>
>
2026-06-24
In recent years, with the rapid development of foldable phones, flexible wearable devices, transparent in-car displays, and lightweight solar panels, the demand for functional coatings on flexible film substrates has exploded. How to evenly and efficiently deposit conductive, shielding, or optical functional layers on soft plastic films like PET and PI has become a key issue in the industry.Magnetron sputtering roll-to-roll coating is exactly the key technology to meet this need.
1. Technical Principle: When 'Magnetron Sputtering' Meets 'Winding Process'
Magnetron sputtering involves filling a high-vacuum chamber with argon gas, which gets ionized by a high-voltage electric field to form argon ions. These ions then hit the target material at high speed, causing the target atoms to 'sputter' out and deposit on the substrate to form a thin film. The magnets installed on the back of the target trap the electrons near the target surface, greatly boosting ionization efficiency and significantly increasing the coating rate.
The roll-to-roll process involves winding hundreds or even thousands of meters of flexible film onto an unwinding spool, then continuously completing unwinding, coating, and rewinding inside a vacuum chamber—working efficiently like a 'super printing press.' When combined, magnetron sputtering ensures the film's density and adhesion, while the roll-to-roll process brings extremely high continuous production efficiency.
The equipment usually consists of a vacuum chamber, a vacuum system, a winding system, a sputtering target system, and an automatic control system.
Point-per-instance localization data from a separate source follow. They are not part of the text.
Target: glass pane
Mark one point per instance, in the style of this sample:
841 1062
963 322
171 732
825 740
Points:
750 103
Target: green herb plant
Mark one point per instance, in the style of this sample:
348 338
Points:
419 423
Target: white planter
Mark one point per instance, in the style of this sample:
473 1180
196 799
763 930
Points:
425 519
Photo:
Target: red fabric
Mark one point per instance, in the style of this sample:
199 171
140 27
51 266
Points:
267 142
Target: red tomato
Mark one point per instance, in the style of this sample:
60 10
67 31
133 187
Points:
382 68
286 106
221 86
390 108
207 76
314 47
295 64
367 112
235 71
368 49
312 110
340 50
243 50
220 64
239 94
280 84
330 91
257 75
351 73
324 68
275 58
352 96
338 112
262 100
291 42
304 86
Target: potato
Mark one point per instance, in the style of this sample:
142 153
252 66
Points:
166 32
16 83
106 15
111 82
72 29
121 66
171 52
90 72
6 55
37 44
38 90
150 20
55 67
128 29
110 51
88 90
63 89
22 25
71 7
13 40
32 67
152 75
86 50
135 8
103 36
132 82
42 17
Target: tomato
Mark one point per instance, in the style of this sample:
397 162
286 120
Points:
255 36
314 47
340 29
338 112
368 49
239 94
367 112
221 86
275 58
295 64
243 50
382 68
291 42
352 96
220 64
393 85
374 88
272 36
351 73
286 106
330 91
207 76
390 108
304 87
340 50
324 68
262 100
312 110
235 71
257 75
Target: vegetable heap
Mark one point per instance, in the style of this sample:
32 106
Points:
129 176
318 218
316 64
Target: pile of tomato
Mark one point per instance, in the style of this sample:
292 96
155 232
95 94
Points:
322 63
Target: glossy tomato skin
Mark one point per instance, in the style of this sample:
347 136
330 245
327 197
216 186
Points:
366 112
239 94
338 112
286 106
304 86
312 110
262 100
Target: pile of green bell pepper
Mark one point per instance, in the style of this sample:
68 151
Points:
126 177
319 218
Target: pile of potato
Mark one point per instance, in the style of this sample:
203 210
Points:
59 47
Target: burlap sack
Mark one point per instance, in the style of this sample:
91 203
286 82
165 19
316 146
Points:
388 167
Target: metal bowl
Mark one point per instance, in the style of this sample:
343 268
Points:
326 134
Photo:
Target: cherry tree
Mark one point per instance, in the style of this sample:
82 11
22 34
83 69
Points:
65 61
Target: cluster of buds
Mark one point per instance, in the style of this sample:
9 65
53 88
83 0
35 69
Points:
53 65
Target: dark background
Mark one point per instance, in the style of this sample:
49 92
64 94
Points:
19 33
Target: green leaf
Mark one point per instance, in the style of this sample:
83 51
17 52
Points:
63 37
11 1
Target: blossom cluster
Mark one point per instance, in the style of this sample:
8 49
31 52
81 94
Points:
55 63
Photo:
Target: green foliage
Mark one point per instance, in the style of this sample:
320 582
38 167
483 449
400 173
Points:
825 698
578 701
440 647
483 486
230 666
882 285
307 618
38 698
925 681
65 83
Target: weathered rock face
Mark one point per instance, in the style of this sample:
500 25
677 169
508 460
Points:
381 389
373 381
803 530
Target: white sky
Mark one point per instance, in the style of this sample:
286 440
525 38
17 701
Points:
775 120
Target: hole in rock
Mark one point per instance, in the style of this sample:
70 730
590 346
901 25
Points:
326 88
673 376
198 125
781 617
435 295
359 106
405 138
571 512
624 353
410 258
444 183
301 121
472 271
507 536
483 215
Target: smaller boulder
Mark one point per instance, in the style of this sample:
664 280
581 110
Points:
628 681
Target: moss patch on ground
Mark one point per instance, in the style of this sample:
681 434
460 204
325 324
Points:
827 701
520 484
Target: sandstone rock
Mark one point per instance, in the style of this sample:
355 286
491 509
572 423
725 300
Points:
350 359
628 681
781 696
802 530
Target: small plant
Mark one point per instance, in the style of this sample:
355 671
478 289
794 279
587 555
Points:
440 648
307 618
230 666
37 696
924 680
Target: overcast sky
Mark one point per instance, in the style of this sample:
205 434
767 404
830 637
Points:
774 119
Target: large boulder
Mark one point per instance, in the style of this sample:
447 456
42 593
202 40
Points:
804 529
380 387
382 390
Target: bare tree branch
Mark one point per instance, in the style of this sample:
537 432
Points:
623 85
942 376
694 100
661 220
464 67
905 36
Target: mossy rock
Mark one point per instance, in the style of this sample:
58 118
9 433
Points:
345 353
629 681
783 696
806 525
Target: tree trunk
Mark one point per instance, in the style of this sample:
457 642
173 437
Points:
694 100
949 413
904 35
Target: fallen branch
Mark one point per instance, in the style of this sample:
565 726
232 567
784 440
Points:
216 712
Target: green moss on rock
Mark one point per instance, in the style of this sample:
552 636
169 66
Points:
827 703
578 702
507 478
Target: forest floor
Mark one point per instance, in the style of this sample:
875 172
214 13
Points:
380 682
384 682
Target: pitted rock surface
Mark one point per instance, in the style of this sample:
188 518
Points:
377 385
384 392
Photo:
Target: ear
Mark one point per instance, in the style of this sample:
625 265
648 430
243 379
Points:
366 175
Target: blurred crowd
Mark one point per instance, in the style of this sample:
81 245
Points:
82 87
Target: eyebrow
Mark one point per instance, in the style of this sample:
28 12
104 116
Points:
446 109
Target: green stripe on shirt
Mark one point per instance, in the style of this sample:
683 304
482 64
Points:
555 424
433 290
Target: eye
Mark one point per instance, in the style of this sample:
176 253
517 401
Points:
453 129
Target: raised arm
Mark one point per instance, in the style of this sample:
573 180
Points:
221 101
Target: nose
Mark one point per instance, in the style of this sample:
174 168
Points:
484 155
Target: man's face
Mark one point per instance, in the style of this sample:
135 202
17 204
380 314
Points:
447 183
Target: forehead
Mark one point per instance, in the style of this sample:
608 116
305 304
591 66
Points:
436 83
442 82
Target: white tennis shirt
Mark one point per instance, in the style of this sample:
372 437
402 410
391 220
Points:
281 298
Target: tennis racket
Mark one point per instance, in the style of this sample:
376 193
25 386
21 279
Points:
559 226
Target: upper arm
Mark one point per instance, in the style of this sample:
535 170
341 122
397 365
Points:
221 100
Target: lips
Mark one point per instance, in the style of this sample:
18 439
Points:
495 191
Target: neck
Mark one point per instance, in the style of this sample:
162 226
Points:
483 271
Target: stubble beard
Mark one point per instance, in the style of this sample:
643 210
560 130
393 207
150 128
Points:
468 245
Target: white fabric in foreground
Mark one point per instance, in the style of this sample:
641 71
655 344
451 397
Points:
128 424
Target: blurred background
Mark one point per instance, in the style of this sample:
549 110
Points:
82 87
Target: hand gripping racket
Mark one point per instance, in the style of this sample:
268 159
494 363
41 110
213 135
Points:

Coating materials can cover flexible substrates like PET and non-woven fabric, and the types of films that can be made include soft magnetic alloy films, metal films, conductive films, alloy films, and dielectric films.
2. Standard Operating Procedures: From Prep to Output
The operator first enters the coating process parameters through the human-machine interface, including the type of coating material, target film thickness, winding speed, and vacuum settings. At the same time, a detailed inspection of the equipment is required: make sure all parts are undamaged and secure, check the vacuum pump oil level and pipeline seals, ensure the winding rollers are clean and free of debris, the tension adjustment devices are in their initial settings, and confirm there is enough evaporative material.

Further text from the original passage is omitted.